During the War of 1812, Roundhead was second-in-command only to Tecumseh among Colonel Henry Procter's British forces. He participated in the Battle of Brownstown on August 5, 1812, and the Battle of Maguaga on August 9. After this battle, Tecumseh presented Roundhead with a sash given to him by General Isaac Brock, as Tecumseh claimed it should belong to an older and more skilled warrior. Roundhead did not wear the honorable sash, as he did not want to cause jealously among the other war chiefs. A few days later, he helped in the capture of Fort Detroit during the Siege of Detroit on August 15. He then joined up with Captain Adam Muir for the British occupation of Fort Miami along the Maumee River in September 1812. He later fought in the Siege of Fort Meigs from April 28–May 9, 1813. Another of Roundhead's brothers, Jean-Baptiste, died during this failed siege.

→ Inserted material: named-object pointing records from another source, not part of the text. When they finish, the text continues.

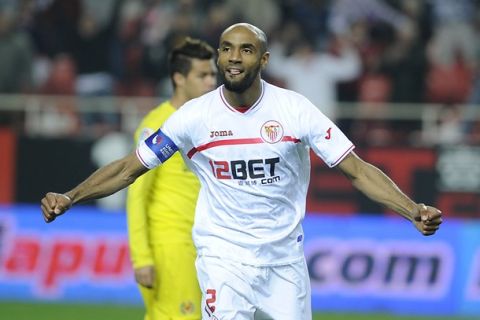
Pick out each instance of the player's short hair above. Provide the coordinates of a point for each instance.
(180, 57)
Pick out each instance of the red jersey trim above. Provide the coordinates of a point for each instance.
(231, 142)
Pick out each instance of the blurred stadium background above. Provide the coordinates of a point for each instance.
(400, 77)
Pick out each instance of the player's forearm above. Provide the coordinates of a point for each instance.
(380, 188)
(105, 181)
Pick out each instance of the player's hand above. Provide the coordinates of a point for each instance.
(145, 276)
(426, 219)
(54, 205)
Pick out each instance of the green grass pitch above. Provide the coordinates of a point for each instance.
(55, 311)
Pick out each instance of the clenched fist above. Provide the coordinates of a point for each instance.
(426, 219)
(55, 204)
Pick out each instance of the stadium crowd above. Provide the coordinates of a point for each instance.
(368, 51)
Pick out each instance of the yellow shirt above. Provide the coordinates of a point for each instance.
(161, 203)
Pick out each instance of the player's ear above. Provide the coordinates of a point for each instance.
(179, 79)
(264, 60)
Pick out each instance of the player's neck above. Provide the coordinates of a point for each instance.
(178, 99)
(245, 99)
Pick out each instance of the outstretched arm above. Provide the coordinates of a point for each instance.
(379, 187)
(103, 182)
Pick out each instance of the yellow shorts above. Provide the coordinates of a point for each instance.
(176, 294)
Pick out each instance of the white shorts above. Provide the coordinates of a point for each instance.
(232, 290)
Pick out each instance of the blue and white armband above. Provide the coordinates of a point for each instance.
(156, 149)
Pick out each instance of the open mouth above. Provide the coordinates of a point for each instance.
(233, 72)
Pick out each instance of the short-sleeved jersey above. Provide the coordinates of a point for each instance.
(254, 170)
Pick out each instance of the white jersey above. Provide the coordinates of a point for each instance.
(254, 168)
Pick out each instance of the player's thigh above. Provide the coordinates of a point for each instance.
(286, 293)
(226, 293)
(176, 293)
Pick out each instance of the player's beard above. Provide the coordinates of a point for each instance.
(242, 85)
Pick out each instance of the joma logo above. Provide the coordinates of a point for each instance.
(221, 133)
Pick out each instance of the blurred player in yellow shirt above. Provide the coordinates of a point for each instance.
(161, 204)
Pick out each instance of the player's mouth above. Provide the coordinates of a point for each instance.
(234, 72)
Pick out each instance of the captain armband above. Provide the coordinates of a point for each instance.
(156, 149)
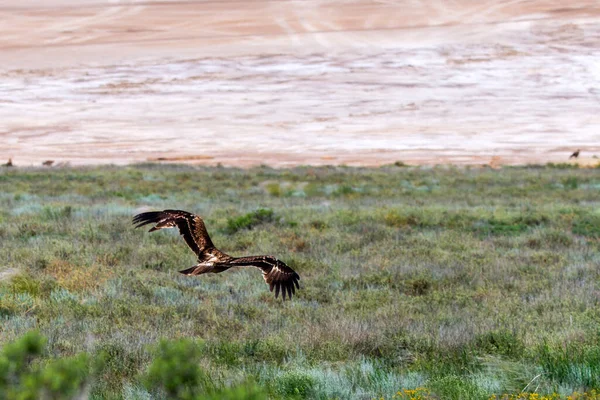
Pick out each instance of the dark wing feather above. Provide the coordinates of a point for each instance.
(275, 273)
(191, 226)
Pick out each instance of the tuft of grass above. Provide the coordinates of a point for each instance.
(250, 220)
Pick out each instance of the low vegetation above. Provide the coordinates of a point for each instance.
(425, 283)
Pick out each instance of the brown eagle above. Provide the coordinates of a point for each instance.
(575, 154)
(210, 259)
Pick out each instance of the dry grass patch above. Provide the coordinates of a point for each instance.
(78, 278)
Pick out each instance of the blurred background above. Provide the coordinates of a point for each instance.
(295, 82)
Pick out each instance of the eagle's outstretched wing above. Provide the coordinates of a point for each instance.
(277, 275)
(191, 227)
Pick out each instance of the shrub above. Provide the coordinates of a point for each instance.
(176, 371)
(294, 384)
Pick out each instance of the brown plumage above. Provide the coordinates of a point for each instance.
(210, 259)
(575, 155)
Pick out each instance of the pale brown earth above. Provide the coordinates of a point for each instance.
(299, 82)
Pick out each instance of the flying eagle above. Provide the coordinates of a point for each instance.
(575, 155)
(210, 259)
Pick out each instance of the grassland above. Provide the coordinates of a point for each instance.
(460, 283)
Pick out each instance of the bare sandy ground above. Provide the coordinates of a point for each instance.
(291, 82)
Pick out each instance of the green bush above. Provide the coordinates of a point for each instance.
(294, 384)
(176, 371)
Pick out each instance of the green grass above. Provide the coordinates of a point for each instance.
(468, 282)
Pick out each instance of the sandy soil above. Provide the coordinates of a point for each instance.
(290, 82)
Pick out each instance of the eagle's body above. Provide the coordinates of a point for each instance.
(210, 259)
(575, 154)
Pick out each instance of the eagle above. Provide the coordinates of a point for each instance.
(575, 154)
(210, 259)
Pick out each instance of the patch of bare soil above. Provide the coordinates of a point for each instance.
(299, 81)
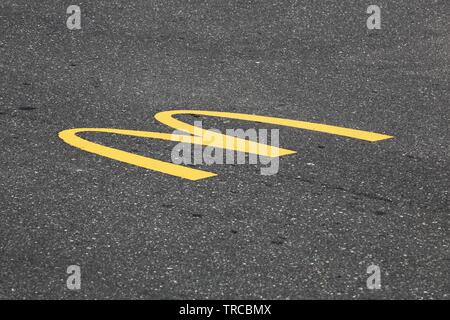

Roundhead's most notable accomplishment during the War of 1812 took place when he fought in the Second Battle of the River Raisin on January 22, 1813, overwhelmingly defeating the Americans. Tecumseh, who did not participate in the battle, gave command of the native forces to Roundhead, who was aided by fellow Wyandot chief Walk-in-the-Water. They commanded approximately 800 Native Americans along with Henry Procter's 597 British troops against a force of 1,000 Americans. The battle was a disastrous defeat for the Americans, as they were caught off guard in the early hours of the morning; it resulted in the most American casualties of any battle of the War of 1812. Shortly into the battle, Roundhead captured ill-prepared American general James Winchester and stripped him of his uniform, leading to the legend that Winchester was captured in his nightshirt. Having been captured, Winchester was unable to command his troops, and they suffered heavy losses. Roundhead presented Winchester to Procter, who forced the general to surrender his army after a few hours of fighting. Forty percent of his men had been killed; another 547 were taken prisoner at surrender. Following the battle, Roundhead aided in the quick retreat of Procter's troops back into Upper Canada. Months later, Tecumseh met American opposition there at the Battle of the Thames.

==Death==
Roundhead died of natural causes shortly before the Battle of the Thames on October 5, 1813. On Roundhead's death, General Procter wrote in a letter dated October 23, 1813, "The Indian cause and ours experienced a serious loss in the death of Round Head." For years, Roundhead, who was a staunch supporter of Tecumseh, feuded with other Wyandot clans who supported Tarhe's pro-American stance. Once Tecumseh's forces were defeated at the Battle of the Thames, the division between the Wyandot ended. They began negotiations for peace with the Americans.

==Legacy and honors==
In 1832, the site of his original Wyandot village was designated as the unincorporated community of Roundhead, Ohio. It is located within Roundhead Township in Hardin County, Ohio.